Dis ce que tu fais et fais ce que tu dis. C'est trop demandé?

À Québec, oui, il semble bien.

On négocie avec la Fonction publique en plaidant que l'argent n'est pas au rendez-vous. Que l'État n'a pas les moyens de ses ambitions et qu'on n'a aucun choix. En même temps, le gouvernement Couillard dit agir de façon responsable et au nom de la conservation du modèle québécois que l'on connaît.

Ça, c'est ce qui est dit. Et c'est confirmé par le ministre Leitao qui jure qu'on n'est pas en train de toucher au modèle. Pourtant, les visées du gouvernement vont dans un sens opposé. On n'a pas les moyens maintenant et on souhaite réduire les impôts de tous à l'avenir. C'est donc qu'il faudra ouvrir la porte à la privatisation, au retrait substantiel de l'État dans les services à la population.

On fait ce qu'on dit qu'on ne fait pas.

On engage plus d'un milliard de dollars (qu'on n'a pas) pour aider Bombardier. Et ça se défend. Jusque-là, ça peut aller. Mais quand le nom de Bombardier sort parmi la liste des entreprises qui dévient des sommes colossales dans des paradis fiscaux, j'ai un malaise. Le gouvernement prend nos impôts pour investir dans une compagnie qui ne paie pas son dû. Pas fort.

Dis ce que tu fais et fais ce que tu dis.

Le gouvernement Couillard croit en un modèle où on baisse les impôts pour les contribuables et pour les entreprises. Au nom d'un modèle plus léger et moderne. Je veux bien. Mais peut-on en parler? Peut-on préciser comment fonctionnera le filet social? Qui prendra charge de la santé et de l'éducation? Comment voit-on à ce que nos personnes âgées reçoivent des soins dignes de ce nom?

Vous savez, toutes ces opérations nécessaires, mais non réalisables quand on cherche le profit sur chaque geste?

L'espoir est difficile quand on voit le modèle changer et qu'on nous dit, en même temps, qu'il ne change pas.
  
J'imagine qu'on se dit que si tout cela était dit, on ne serait pas élu et que, à ce moment-là, on ne pourrait pas faire ce qui est bon pour le peuple.
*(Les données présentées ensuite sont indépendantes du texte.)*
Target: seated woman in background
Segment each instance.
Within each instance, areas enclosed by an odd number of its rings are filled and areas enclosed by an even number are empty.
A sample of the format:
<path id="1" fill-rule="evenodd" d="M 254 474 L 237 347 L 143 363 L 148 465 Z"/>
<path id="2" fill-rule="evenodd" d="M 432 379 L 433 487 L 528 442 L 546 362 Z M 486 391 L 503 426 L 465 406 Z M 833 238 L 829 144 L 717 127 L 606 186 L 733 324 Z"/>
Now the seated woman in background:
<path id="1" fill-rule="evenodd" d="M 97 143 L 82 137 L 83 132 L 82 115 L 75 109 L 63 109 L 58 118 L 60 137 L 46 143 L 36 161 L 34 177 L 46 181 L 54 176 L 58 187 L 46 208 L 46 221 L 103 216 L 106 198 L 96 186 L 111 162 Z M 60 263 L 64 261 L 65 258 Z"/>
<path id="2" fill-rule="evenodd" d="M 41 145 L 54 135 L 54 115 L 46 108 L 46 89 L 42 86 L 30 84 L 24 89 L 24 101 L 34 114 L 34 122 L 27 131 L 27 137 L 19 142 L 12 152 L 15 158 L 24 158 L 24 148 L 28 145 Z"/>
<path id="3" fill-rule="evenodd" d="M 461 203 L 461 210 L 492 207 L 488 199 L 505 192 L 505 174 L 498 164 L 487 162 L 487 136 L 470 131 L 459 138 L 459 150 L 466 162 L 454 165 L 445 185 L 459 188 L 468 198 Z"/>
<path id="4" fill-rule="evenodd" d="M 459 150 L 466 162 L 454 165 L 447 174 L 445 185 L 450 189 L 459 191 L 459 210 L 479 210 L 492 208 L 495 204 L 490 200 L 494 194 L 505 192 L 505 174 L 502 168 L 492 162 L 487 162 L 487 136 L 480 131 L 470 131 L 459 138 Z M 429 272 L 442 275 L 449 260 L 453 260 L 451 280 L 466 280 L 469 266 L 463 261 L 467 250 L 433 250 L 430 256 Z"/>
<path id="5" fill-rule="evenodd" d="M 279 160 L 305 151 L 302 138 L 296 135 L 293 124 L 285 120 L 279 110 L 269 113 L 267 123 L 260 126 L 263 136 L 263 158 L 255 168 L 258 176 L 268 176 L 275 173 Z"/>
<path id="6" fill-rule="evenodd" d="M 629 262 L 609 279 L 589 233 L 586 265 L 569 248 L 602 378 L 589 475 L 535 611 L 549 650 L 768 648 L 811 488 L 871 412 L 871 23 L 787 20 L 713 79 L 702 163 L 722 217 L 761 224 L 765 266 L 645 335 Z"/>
En bon prophète, on tait nos actions, mais on les fait quand même. La démocratie est une bibitte trop lourde pour comprendre ce qui se passe, semble-t-il...

Ça ressemble à la méthode Harper.
  
Méthode qu'on est en train de changer.

Enfin, j'espère...

Clin d'œil de la semaine

Espérer. Des fois, c'est dur en désespoir!